Darien is a town in Walworth County, Wisconsin, United States. The population was 1,651 at the 2020 census. The Village of Darien is located within the town. The unincorporated community of Bardwell is located in the town. The unincorporated communities of Allen's Grove and Fairfield are also located partially in the town.

==Geography==
According to the United States Census Bureau, the town has a total area of 34.1 square miles (88.3 km^{2}), of which 34.0 square miles (88.2 km^{2}) is land and 0.04 square mile (0.1 km^{2}) (0.12%) is water.

==Demographics==
As of the census of 2000, there were 1,747 people, 615 households, and 485 families residing in the town. The population density was 51.3 people per square mile (19.8/km^{2}). There were 650 housing units at an average density of 19.1 per square mile (7.4/km^{2}). The racial makeup of the town was 95.25% White, 0.40% Black or African American, 0.11% Native American, 0.17% Asian, 2.98% from other races, and 1.09% from two or more races. 8.36% of the population were Hispanic or Latino of any race.

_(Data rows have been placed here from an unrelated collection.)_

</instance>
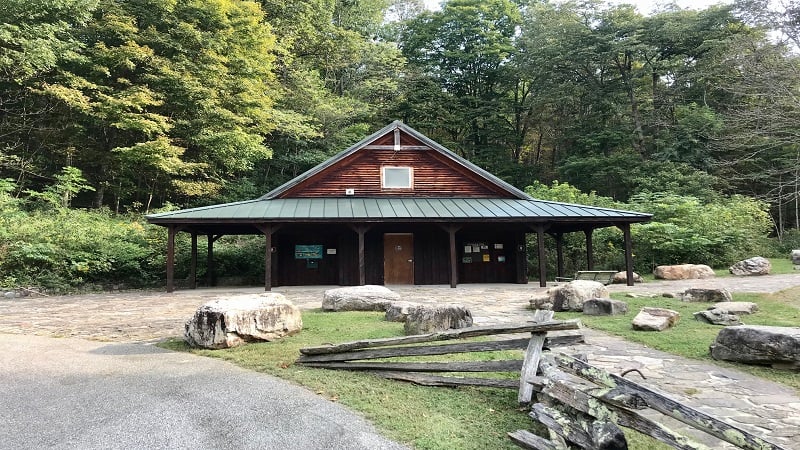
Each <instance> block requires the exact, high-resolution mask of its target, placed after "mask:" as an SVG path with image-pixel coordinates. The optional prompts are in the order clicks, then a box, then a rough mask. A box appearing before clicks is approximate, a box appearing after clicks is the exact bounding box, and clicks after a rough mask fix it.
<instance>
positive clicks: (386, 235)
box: [147, 121, 650, 291]
mask: <svg viewBox="0 0 800 450" xmlns="http://www.w3.org/2000/svg"><path fill="white" fill-rule="evenodd" d="M649 219H650V215H648V214H641V213H636V212H630V211H619V210H611V209H604V208H596V207H590V206H582V205H572V204H565V203H558V202H550V201H542V200H536V199H533V198H531V197H530V196H528V195H527V194H525V193H524V192H522V191H520V190H519V189H517V188H515V187H513V186H511V185H509V184H508V183H506V182H504V181H502V180H500V179H499V178H497V177H495V176H494V175H492V174H490V173H488V172H486V171H485V170H483V169H481V168H479V167H477V166H475V165H474V164H472V163H470V162H469V161H467V160H465V159H463V158H461V157H459V156H458V155H456V154H454V153H452V152H451V151H449V150H447V149H446V148H444V147H443V146H441V145H439V144H437V143H436V142H434V141H432V140H430V139H429V138H427V137H426V136H424V135H423V134H421V133H419V132H418V131H416V130H414V129H412V128H411V127H408V126H407V125H405V124H403V123H402V122H397V121H396V122H393V123H391V124H389V125H387V126H386V127H384V128H383V129H381V130H379V131H377V132H375V133H374V134H372V135H370V136H368V137H366V138H365V139H363V140H362V141H360V142H358V143H356V144H355V145H353V146H352V147H350V148H348V149H346V150H344V151H342V152H341V153H339V154H338V155H336V156H334V157H332V158H331V159H329V160H328V161H325V162H324V163H322V164H320V165H318V166H317V167H314V168H313V169H311V170H309V171H308V172H306V173H304V174H302V175H300V176H298V177H297V178H295V179H293V180H291V181H289V182H287V183H285V184H284V185H282V186H279V187H278V188H276V189H274V190H273V191H271V192H269V193H267V194H266V195H264V196H262V197H260V198H258V199H255V200H249V201H243V202H236V203H227V204H222V205H213V206H207V207H202V208H193V209H186V210H180V211H173V212H167V213H162V214H153V215H149V216H147V220H148V221H149V222H150V223H153V224H156V225H161V226H164V227H167V229H168V233H169V234H168V248H167V290H168V291H172V290H173V289H174V283H173V273H174V260H175V258H174V254H175V234H176V233H178V232H185V233H190V234H191V235H192V263H191V264H192V267H191V270H190V272H191V275H190V278H191V279H190V284H191V285H192V286H196V277H195V273H196V270H195V268H196V265H197V241H198V236H201V235H202V236H205V237H206V240H207V244H208V246H207V249H208V255H207V257H208V259H209V262H210V263H213V244H214V242H215V241H216V240H217V239H219V238H220V237H222V236H225V235H242V234H262V235H263V236H264V237H265V239H266V249H267V251H266V254H265V271H264V272H265V276H264V282H265V288H266V289H267V290H269V289H270V287H272V286H281V285H363V284H449V285H450V286H452V287H455V286H456V284H457V283H527V281H528V267H527V248H526V239H525V237H526V234H528V233H534V234H536V236H537V243H538V245H537V251H538V253H539V260H540V261H543V260H545V255H546V253H545V248H544V247H545V246H544V234H545V233H549V234H552V235H553V236H555V237H556V242H557V249H556V251H557V252H558V256H559V272H563V264H562V263H561V260H562V258H561V254H562V249H561V241H562V239H561V238H562V236H563V234H564V233H570V232H582V233H584V234H585V236H586V243H587V252H588V260H589V265H590V267H588V269H592V267H591V261H592V250H591V249H592V245H591V241H592V239H591V236H592V231H593V230H594V229H597V228H602V227H610V226H616V227H619V228H620V229H622V231H623V233H624V236H625V256H626V258H625V260H626V270H627V271H628V282H629V284H632V282H633V280H632V270H633V269H632V255H631V240H630V224H631V223H636V222H645V221H648V220H649ZM210 265H211V264H210ZM558 275H563V274H562V273H559V274H558ZM554 276H555V275H554ZM538 277H539V283H540V285H541V286H544V285H545V282H546V279H547V274H546V270H545V267H544V265H542V266H541V267H539V268H538Z"/></svg>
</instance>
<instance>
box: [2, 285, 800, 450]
mask: <svg viewBox="0 0 800 450" xmlns="http://www.w3.org/2000/svg"><path fill="white" fill-rule="evenodd" d="M793 286H800V274H798V275H783V276H780V275H774V276H772V275H770V276H762V277H749V278H746V279H745V278H733V277H725V278H719V279H712V280H681V281H670V282H651V283H647V284H640V285H637V286H634V287H630V286H620V285H612V286H610V290H611V291H612V292H634V293H640V294H643V293H644V294H646V293H656V294H659V295H660V294H661V293H664V292H682V291H684V290H686V289H688V288H690V287H713V288H725V289H728V290H729V291H731V292H777V291H780V290H782V289H786V288H789V287H793ZM332 287H338V286H329V287H324V286H323V287H320V286H315V287H279V288H275V289H274V291H275V292H280V293H283V294H284V295H286V297H287V298H288V299H290V300H291V301H293V302H294V303H295V304H296V305H298V306H299V307H300V308H303V309H316V308H320V306H321V302H322V294H323V293H324V291H325V290H326V289H329V288H332ZM390 288H391V289H393V290H395V291H396V292H398V293H399V294H400V295H401V297H402V299H403V300H406V301H414V302H420V303H453V302H455V303H460V304H464V305H466V306H468V307H469V308H470V309H471V311H472V313H473V318H474V320H475V324H476V325H488V324H495V323H519V322H524V321H527V320H531V319H532V317H533V312H532V311H531V310H530V309H529V306H528V305H529V300H530V298H531V297H532V295H533V294H534V293H535V292H539V291H540V290H541V289H542V288H539V287H538V286H537V285H534V284H529V285H516V284H503V285H497V284H475V285H460V286H458V287H457V288H449V287H448V286H390ZM262 291H263V288H215V289H197V290H182V291H177V292H175V293H172V294H166V293H164V292H119V293H104V294H93V295H81V296H65V297H39V298H31V297H25V298H16V299H0V333H21V334H35V335H43V336H67V337H79V338H84V339H92V340H100V341H119V342H153V341H159V340H163V339H166V338H176V337H180V336H182V334H183V326H184V323H185V321H186V320H187V319H189V318H190V317H191V316H192V314H193V313H194V311H195V310H196V309H197V307H199V306H200V305H201V304H203V303H205V302H207V301H209V300H212V299H215V298H218V297H220V296H224V295H235V294H244V293H257V292H262ZM584 331H585V334H586V336H587V338H586V339H587V344H588V345H580V346H575V347H573V348H569V349H567V350H566V351H567V352H575V353H583V354H586V355H587V356H588V358H589V362H590V363H592V364H595V365H597V366H600V367H603V368H604V369H606V370H608V371H610V372H612V373H621V372H622V371H623V370H626V369H630V368H637V369H639V370H640V371H641V372H642V373H643V374H644V375H645V376H646V377H647V380H644V381H642V383H643V384H646V385H648V386H650V387H654V388H656V389H657V390H660V391H662V392H665V393H667V394H668V395H669V396H671V397H673V398H675V399H676V400H680V401H683V402H685V403H686V404H688V405H690V406H693V407H695V408H697V409H700V410H702V411H704V412H707V413H709V414H713V415H715V416H718V417H720V418H722V419H724V420H729V421H731V422H732V423H735V424H737V425H739V426H741V427H742V428H745V429H748V430H750V431H752V432H754V433H757V434H758V435H761V436H763V437H765V438H766V439H769V440H772V441H774V442H775V443H776V444H779V445H781V446H783V447H784V448H786V449H793V450H800V397H799V396H798V392H795V391H794V390H792V389H790V388H788V387H784V386H782V385H778V384H775V383H771V382H768V381H765V380H763V379H760V378H757V377H753V376H750V375H747V374H744V373H741V372H738V371H735V370H731V369H727V368H722V367H719V366H715V365H713V364H706V363H703V362H698V361H692V360H688V359H685V358H681V357H677V356H674V355H669V354H666V353H663V352H658V351H656V350H653V349H650V348H647V347H645V346H642V345H638V344H633V343H630V342H626V341H623V340H621V339H619V338H616V337H613V336H608V335H605V334H603V333H599V332H596V331H593V330H588V329H587V330H584ZM631 376H635V375H633V374H631V375H629V377H631ZM637 381H638V380H637ZM659 417H663V416H654V418H656V419H658V418H659ZM663 422H664V423H665V424H667V426H670V427H672V428H674V429H676V430H680V431H681V432H684V433H686V434H691V435H692V436H693V437H694V438H696V439H699V440H702V441H703V442H704V443H706V444H707V445H709V446H711V447H712V448H730V446H727V445H726V444H723V443H720V442H719V441H717V440H716V439H714V438H711V437H706V436H705V435H702V434H700V433H694V432H689V431H687V430H686V429H685V427H684V426H683V425H682V424H680V423H678V422H674V421H672V420H671V419H666V420H663ZM673 422H674V423H673Z"/></svg>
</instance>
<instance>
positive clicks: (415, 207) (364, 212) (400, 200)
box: [147, 197, 651, 224]
mask: <svg viewBox="0 0 800 450" xmlns="http://www.w3.org/2000/svg"><path fill="white" fill-rule="evenodd" d="M650 217H651V216H650V214H643V213H637V212H631V211H621V210H615V209H606V208H598V207H593V206H584V205H574V204H569V203H558V202H551V201H544V200H534V199H531V200H525V199H498V198H358V197H341V198H334V197H330V198H287V199H271V200H270V199H256V200H249V201H244V202H236V203H226V204H221V205H213V206H205V207H201V208H192V209H184V210H180V211H172V212H166V213H160V214H151V215H149V216H147V219H148V220H149V221H150V222H151V223H155V224H167V223H185V222H215V221H225V222H260V221H264V222H305V221H331V222H337V221H338V222H352V221H371V222H404V221H416V220H432V221H471V220H481V221H493V220H495V221H528V220H531V221H570V220H579V221H580V220H601V221H605V220H609V221H623V222H645V221H648V220H649V219H650Z"/></svg>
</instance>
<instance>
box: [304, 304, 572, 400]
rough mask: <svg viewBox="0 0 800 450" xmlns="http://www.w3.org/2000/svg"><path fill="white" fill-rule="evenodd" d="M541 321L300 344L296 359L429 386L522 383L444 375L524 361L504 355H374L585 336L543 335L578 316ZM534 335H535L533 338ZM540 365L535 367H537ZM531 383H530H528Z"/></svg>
mask: <svg viewBox="0 0 800 450" xmlns="http://www.w3.org/2000/svg"><path fill="white" fill-rule="evenodd" d="M537 318H538V319H542V320H540V321H538V322H530V323H525V324H520V325H492V326H481V327H470V328H462V329H458V330H447V331H441V332H436V333H429V334H421V335H414V336H402V337H396V338H385V339H366V340H361V341H354V342H345V343H341V344H330V345H323V346H319V347H307V348H303V349H301V350H300V353H301V356H300V358H298V360H297V364H301V365H304V366H308V367H317V368H325V369H334V370H357V371H369V372H371V373H373V374H375V375H378V376H381V377H384V378H389V379H393V380H402V381H408V382H412V383H416V384H420V385H424V386H450V387H457V386H484V387H500V388H508V389H518V390H519V389H520V387H521V386H522V384H524V383H521V380H522V378H518V379H508V378H506V379H498V378H490V377H488V376H483V377H479V376H475V377H463V376H442V375H434V374H437V373H439V374H441V373H448V372H449V373H476V374H477V373H490V372H491V373H498V372H508V373H515V374H519V373H520V372H521V370H522V369H523V365H524V363H525V361H523V360H522V359H518V360H516V359H509V360H501V361H466V362H455V361H441V362H440V361H431V362H405V361H403V362H397V361H388V362H387V361H371V360H375V359H387V358H399V357H408V356H434V355H450V354H456V353H467V352H493V351H499V350H525V349H528V348H529V347H530V342H532V340H537V342H538V340H539V339H542V342H541V344H540V345H541V346H542V347H544V348H554V347H559V346H564V345H573V344H577V343H580V342H583V334H578V335H563V336H549V337H546V338H545V337H544V336H545V334H546V333H547V332H549V331H565V330H566V331H568V330H578V329H579V328H580V322H578V321H574V320H573V321H555V320H551V319H552V312H551V313H550V314H549V315H546V316H536V317H535V318H534V319H537ZM520 333H525V334H526V335H527V336H526V337H524V338H514V339H512V338H509V339H498V340H491V341H478V342H458V343H436V344H432V343H434V342H439V341H448V340H462V339H467V338H474V337H481V336H496V335H514V334H520ZM532 337H533V339H532ZM534 369H535V367H534ZM525 385H526V386H527V384H525Z"/></svg>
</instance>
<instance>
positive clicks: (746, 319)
mask: <svg viewBox="0 0 800 450" xmlns="http://www.w3.org/2000/svg"><path fill="white" fill-rule="evenodd" d="M612 297H614V298H617V299H618V300H623V301H625V302H626V303H628V313H627V314H625V315H620V316H608V317H601V316H584V315H583V314H581V313H556V316H555V318H556V319H562V320H563V319H573V318H580V319H581V321H582V322H583V324H584V325H585V326H587V327H589V328H594V329H597V330H602V331H605V332H607V333H609V334H614V335H617V336H621V337H623V338H625V339H627V340H629V341H632V342H638V343H640V344H644V345H647V346H648V347H651V348H655V349H658V350H661V351H665V352H668V353H672V354H675V355H680V356H685V357H687V358H692V359H699V360H705V361H709V362H713V363H714V364H717V365H719V366H723V367H733V368H736V369H738V370H741V371H743V372H748V373H750V374H753V375H756V376H759V377H762V378H766V379H768V380H772V381H775V382H778V383H783V384H785V385H787V386H790V387H792V388H794V389H795V390H797V391H798V392H800V373H798V372H791V371H785V370H775V369H772V368H769V367H761V366H751V365H746V364H734V363H727V362H723V361H716V360H714V359H712V358H711V356H710V354H709V349H708V347H709V345H711V343H712V342H713V341H714V339H715V338H716V337H717V333H719V330H720V327H719V326H715V325H709V324H706V323H703V322H700V321H697V320H695V319H694V317H693V316H692V314H693V313H695V312H697V311H701V310H703V309H705V308H706V307H707V306H708V305H707V304H705V303H689V302H682V301H680V300H678V299H671V298H663V297H657V298H627V297H625V296H624V294H614V295H612ZM733 300H734V301H742V302H754V303H757V304H758V307H759V311H758V312H757V313H756V314H753V315H749V316H746V315H745V316H742V317H741V319H742V322H744V323H746V324H748V325H772V326H785V327H796V326H800V288H795V289H789V290H786V291H782V292H779V293H776V294H769V295H765V294H733ZM643 306H656V307H659V308H667V309H672V310H674V311H678V312H679V313H680V314H681V320H680V322H678V324H677V325H676V326H675V327H673V328H671V329H669V330H666V331H662V332H657V333H656V332H642V331H634V330H633V329H632V328H631V320H632V319H633V316H635V315H636V314H637V313H638V312H639V310H640V309H641V308H642V307H643Z"/></svg>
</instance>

There were 615 households, out of which 33.7% had children under the age of 18 living with them, 67.8% were married couples living together, 6.8% had a female householder with no husband present, and 21.1% were non-families. 16.4% of all households were made up of individuals, and 5.5% had someone living alone who was 65 years of age or older. The average household size was 2.75 and the average family size was 3.04.

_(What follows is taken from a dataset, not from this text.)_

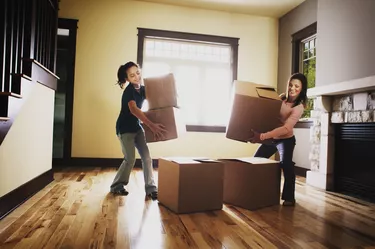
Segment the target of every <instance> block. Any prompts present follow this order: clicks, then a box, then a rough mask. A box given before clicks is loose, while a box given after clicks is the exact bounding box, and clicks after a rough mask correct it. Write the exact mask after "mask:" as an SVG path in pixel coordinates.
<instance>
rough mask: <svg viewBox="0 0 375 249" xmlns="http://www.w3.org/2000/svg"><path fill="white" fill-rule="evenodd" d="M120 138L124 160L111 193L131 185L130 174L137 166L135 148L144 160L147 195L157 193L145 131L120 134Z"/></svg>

In the town, the population was spread out, with 25.4% under the age of 18, 8.0% from 18 to 24, 28.8% from 25 to 44, 26.9% from 45 to 64, and 10.9% who were 65 years of age or older. The median age was 38 years. For every 100 females, there were 111.5 males. For every 100 females age 18 and over, there were 112.2 males.

The median income for a household in the town was $50,700, and the median income for a family was $52,443. Males had a median income of $35,842 versus $26,964 for females. The per capita income for the town was $19,580. About 4.2% of families and 9.5% of the population were below the poverty line, including 9.4% of those under age 18 and 10.9% of those age 65 or over.